The $k^{\rm th}$ largest eigenvalue (arranged in decreasing order) of the sum of two $N \times N$ Hermitian (real symmetric) matrices $\bf{A}$ and $\bf{B}$ can be stated using the Weyl inequalities as
$L_k \leq \lambda_k({\bf A} + {\bf B}) \leq U_k$
with the lower and upper bounds given by
$L_k = {\rm max}\left[\lambda_i({\bf A}) + \lambda_j(\bf B)\right]$ with $i+j=k+N$
$U_k = {\rm min}\left[\lambda_i({\bf A}) + \lambda_j(\bf B)\right]$ with $i+j=k+1$.
The bounds on the largest eigenvalue $\lambda_1$ of the matrix sum ${\bf A}+{\bf B}$ are therefore
$L_1 = {\rm max}\left[\lambda_i({\bf A}) + \lambda_j(\bf B)\right]$ with $i+j=1+N$
$U_1 = {\rm min}\left[\lambda_i({\bf A}) + \lambda_j(\bf B)\right]$ with $i+j=2$.
Finding the upper bound is very simple; $U_1 = \lambda_1({\bf A})+\lambda_1({\bf B})$ since there is only one solution to the index equation $i+j=2$. However, finding the lower bound is much more difficult; the maximum of
$\left[\lambda_1({\bf A})+\lambda_N({\bf B}),
\lambda_2({\bf A})+\lambda_{N-1}({\bf B}), \ldots, \lambda_N({\bf A})+\lambda_1({\bf B})
\right]$
must be found.
Are there any simplifications or theorems that can be applied to obtain a simpler expression for the lower bound (without restricting $\bf B$ to be a slight variation or permutation to $\bf A$) ?
Best Answer
Weyl's inequalities are not the full story.
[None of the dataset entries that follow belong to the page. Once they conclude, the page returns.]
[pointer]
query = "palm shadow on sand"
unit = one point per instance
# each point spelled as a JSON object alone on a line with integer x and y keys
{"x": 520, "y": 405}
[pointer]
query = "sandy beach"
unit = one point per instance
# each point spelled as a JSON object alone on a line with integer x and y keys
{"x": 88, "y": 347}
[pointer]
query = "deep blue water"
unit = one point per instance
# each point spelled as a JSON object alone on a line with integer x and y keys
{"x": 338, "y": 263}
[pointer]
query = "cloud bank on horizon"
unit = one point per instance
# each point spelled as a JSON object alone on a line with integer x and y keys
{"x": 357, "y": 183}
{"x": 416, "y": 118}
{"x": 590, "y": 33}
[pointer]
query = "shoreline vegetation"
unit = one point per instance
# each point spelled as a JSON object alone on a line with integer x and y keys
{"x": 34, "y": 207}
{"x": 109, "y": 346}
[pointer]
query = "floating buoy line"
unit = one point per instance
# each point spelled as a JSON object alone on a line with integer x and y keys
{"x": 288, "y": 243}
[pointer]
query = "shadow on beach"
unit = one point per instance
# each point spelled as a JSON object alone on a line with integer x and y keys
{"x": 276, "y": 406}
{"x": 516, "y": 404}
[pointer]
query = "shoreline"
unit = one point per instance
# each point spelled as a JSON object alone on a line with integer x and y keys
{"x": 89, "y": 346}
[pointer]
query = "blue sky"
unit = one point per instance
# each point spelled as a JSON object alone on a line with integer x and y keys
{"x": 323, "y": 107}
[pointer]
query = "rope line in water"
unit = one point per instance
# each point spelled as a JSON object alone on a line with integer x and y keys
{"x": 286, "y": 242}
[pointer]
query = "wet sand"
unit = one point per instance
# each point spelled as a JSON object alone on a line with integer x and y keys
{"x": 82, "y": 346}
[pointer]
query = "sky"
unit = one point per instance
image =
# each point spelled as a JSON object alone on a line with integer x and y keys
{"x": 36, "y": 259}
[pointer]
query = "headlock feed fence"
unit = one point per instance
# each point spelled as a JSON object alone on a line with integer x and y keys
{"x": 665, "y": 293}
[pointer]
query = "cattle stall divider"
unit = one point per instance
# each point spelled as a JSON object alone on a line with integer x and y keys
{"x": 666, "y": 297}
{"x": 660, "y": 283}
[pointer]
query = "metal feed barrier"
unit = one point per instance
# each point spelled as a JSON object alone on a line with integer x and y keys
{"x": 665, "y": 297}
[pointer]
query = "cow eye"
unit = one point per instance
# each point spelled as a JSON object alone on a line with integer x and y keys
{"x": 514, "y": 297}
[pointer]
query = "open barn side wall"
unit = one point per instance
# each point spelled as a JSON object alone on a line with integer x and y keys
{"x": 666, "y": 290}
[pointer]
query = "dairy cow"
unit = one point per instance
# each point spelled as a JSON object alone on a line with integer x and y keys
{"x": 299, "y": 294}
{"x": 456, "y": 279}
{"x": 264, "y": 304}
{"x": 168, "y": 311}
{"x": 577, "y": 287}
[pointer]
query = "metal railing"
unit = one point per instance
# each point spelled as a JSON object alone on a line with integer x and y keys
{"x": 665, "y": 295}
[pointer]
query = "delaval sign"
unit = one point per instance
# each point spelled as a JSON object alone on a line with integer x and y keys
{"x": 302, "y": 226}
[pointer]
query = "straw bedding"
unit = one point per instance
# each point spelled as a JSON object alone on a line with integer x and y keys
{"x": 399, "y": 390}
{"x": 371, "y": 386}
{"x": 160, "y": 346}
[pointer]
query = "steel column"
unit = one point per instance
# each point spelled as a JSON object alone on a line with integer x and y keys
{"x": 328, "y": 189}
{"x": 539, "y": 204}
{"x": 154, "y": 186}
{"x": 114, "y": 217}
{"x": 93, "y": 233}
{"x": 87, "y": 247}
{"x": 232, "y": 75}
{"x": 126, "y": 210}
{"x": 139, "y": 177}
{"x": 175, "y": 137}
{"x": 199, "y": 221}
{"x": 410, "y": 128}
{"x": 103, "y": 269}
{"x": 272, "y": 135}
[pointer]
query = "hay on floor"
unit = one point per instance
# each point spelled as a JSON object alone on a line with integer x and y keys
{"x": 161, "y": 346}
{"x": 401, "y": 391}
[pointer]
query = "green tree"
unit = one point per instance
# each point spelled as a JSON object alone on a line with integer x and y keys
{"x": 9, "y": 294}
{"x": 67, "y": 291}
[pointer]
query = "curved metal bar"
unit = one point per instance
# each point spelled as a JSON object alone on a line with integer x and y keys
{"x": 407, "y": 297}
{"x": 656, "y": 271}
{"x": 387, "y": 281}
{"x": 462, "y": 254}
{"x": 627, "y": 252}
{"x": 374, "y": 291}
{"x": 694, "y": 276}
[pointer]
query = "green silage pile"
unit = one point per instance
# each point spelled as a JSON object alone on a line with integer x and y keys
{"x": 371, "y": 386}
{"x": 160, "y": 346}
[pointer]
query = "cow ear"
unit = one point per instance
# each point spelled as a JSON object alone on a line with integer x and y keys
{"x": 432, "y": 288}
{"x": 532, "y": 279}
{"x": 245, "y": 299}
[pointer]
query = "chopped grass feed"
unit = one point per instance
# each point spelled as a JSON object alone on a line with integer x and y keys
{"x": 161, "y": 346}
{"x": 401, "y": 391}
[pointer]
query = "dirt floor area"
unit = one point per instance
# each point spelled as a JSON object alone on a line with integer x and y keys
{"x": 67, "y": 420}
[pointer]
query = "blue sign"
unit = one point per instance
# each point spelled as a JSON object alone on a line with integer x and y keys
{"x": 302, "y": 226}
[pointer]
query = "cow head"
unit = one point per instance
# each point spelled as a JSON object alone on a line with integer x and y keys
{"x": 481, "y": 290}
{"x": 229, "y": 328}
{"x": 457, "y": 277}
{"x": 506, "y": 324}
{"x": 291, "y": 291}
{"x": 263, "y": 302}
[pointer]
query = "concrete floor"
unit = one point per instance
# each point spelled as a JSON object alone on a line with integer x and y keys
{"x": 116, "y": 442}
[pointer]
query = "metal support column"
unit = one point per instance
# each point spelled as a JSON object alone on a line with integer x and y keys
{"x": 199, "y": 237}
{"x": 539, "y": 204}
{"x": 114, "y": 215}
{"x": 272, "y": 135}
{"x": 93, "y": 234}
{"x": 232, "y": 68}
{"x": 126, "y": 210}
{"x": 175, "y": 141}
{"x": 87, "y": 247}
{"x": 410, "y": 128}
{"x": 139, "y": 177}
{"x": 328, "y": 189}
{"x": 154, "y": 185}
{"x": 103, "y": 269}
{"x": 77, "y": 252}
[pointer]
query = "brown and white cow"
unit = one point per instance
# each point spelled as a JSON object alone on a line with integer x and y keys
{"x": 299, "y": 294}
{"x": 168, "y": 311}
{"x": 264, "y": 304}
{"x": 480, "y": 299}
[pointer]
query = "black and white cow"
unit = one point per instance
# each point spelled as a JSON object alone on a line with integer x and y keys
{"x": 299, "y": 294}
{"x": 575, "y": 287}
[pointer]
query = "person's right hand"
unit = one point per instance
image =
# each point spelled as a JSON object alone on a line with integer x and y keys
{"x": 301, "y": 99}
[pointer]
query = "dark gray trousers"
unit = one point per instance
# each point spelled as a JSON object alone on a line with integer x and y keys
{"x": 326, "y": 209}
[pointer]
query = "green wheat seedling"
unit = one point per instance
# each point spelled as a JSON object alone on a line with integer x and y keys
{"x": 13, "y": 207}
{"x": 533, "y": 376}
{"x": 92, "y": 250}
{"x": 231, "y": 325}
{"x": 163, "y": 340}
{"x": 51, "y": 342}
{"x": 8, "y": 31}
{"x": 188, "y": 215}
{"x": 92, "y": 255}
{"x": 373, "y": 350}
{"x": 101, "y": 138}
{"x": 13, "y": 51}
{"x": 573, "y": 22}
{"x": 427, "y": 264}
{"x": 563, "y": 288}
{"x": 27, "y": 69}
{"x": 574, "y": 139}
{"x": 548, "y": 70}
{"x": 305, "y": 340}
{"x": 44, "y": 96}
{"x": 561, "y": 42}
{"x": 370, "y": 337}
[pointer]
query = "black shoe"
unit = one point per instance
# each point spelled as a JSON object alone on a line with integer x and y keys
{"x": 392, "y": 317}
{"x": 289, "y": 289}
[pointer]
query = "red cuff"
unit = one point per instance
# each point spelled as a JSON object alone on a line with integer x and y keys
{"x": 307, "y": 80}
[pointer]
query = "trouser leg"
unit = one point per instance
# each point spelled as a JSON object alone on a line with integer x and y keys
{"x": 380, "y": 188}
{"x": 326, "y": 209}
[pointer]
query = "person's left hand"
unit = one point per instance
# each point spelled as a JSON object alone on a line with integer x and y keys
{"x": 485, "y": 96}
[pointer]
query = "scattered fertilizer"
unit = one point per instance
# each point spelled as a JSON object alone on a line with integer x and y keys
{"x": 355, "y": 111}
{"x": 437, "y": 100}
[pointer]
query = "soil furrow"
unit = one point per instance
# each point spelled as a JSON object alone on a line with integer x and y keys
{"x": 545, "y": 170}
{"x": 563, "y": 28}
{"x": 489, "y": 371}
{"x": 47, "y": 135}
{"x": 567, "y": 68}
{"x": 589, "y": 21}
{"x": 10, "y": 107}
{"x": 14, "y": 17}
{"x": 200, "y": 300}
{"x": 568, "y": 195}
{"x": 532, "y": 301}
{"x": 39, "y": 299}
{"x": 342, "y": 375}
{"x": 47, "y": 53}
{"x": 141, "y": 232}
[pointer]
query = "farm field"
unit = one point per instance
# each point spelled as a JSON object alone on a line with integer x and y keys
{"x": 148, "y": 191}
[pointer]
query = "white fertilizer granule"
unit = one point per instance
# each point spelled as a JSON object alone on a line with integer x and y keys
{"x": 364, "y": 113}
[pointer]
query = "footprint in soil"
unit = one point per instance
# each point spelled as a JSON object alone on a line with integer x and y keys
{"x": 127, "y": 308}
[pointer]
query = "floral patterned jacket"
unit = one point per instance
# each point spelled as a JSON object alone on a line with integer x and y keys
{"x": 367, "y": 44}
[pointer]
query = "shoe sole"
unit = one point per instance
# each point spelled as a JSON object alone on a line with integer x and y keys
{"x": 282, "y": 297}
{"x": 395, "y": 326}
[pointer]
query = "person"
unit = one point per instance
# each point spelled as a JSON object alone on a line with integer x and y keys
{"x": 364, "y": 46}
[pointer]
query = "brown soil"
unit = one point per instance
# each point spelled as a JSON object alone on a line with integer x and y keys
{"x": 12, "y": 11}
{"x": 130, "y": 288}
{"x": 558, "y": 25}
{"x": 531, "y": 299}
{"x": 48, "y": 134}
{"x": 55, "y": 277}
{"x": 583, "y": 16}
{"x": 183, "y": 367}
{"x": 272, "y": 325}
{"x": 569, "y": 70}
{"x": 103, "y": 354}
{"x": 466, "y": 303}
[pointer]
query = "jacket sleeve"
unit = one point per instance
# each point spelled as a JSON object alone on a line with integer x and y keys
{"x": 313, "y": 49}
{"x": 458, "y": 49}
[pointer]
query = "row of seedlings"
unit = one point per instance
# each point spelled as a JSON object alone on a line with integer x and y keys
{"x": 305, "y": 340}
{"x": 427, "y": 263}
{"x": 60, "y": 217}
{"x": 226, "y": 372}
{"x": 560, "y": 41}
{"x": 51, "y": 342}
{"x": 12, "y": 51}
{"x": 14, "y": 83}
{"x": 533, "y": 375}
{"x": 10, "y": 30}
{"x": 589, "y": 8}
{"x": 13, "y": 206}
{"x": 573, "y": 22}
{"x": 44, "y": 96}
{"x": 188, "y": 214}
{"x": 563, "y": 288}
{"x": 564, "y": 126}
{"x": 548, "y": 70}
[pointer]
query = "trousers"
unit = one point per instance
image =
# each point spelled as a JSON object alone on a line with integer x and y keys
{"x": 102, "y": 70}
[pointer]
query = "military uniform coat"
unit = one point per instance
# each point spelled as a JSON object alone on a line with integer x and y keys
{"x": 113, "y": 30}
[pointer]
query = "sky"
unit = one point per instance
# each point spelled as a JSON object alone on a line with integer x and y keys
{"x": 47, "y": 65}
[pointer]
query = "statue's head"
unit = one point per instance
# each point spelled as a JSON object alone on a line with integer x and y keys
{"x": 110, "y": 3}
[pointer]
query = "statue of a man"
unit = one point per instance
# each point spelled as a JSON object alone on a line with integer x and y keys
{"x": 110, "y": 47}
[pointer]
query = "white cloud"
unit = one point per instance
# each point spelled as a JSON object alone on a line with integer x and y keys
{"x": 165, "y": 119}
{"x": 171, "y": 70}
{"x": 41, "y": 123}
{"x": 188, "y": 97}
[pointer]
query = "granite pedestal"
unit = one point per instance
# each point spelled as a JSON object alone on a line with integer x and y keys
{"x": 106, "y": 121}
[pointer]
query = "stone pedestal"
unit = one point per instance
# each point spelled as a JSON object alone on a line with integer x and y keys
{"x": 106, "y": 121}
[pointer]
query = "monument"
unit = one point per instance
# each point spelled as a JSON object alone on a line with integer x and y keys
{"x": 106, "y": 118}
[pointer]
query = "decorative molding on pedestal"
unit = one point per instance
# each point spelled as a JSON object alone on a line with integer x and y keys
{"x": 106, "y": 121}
The characterization of the possible spectra of $A+B$, given the spectra of $A$ and $B$ is the object of A. Horn's conjecture. This is now a theorem, after hard works by Fulton, Klyachko, Knutson, Terry Tao and others. The conjecture consists in linear inequalities (the simplest of these being Weyl's) which are found recursively on the dimension $n$. After Weyl's inequalities, there are Ky Fan or Wielandt's inequalities, etc ...